Cette moyenne cache des disparités significatives selon les régions. Dans la plupart des départements, les patients doivent patienter jusqu'à deux semaines, à l'exception de zones comme la Nouvelle-Aquitaine et les Hauts-de-France. Ironiquement, malgré des délais relativement favorables en Nouvelle-Aquitaine, 66 % des habitants affirment avoir renoncé à des soins au cours des cinq dernières années, un chiffre comparable à ceux du Centre-Val-de-Loire (65 %) et de l’Occitanie (62 %).

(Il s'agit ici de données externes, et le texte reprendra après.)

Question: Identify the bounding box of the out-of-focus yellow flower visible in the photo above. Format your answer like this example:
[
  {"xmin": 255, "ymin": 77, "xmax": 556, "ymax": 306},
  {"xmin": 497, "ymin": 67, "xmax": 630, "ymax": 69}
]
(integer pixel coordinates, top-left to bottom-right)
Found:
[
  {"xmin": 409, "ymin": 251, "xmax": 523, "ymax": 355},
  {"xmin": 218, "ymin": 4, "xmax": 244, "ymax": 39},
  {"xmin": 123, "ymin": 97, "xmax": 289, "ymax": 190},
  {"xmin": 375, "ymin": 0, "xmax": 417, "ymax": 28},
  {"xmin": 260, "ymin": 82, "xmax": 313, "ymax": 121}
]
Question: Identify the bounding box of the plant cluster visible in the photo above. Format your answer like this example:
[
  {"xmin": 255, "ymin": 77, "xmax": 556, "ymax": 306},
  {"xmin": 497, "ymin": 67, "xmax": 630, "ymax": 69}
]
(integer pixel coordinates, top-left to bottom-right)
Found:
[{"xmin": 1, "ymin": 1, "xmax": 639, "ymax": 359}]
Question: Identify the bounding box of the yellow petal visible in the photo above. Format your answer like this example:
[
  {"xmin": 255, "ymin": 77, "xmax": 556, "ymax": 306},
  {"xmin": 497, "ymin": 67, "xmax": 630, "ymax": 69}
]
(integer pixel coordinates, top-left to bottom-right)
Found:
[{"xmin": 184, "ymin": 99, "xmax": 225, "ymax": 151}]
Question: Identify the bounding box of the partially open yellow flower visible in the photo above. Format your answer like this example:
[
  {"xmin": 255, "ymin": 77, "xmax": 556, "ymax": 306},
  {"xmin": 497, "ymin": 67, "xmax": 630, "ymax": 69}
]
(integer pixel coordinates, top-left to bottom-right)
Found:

Des délais variables selon les spécialités
En ce qui concerne les spécialistes, la dermatologie se révèle particulièrement chargée, avec une attente moyenne de quatre mois et demi. Les cardiologues et les médecins ORL suivent, avec respectivement un mois et trois semaines, et deux mois et dix jours d'attente. Les ophtalmologistes et pédiatres, quant à eux, semblent afficher une légère amélioration, offrant des délais de 3 semaines pour les pédiatres, une baisse notable par rapport à 2019.
Dans certaines régions, comme la Normandie, les délais d'attente pour consulter un dermatologue atteignent jusqu'à 24 semaines. Pour la cardiologie, il faut attendre 18 semaines en Centre-Val-de-Loire, tandis que l'Auvergne-Rhône-Alpes présente des délais plus courts, à 11 semaines.
Un tournant vers les urgences
Ce constat alarmant a incité de nombreux Français à se tourner vers les services d'urgences, même pour des problèmes non urgents. Selon une enquête récente, 49 % des sondés ont eu recours aux urgences pour des maux mineurs l'année passée. Ce changement de comportement conduit à des retards de prise en charge, exacerbés par un manque de médecins à l'hôpital. En outre, 73 % des patients confirment avoir renoncé à au moins un acte médical durant les cinq dernières années.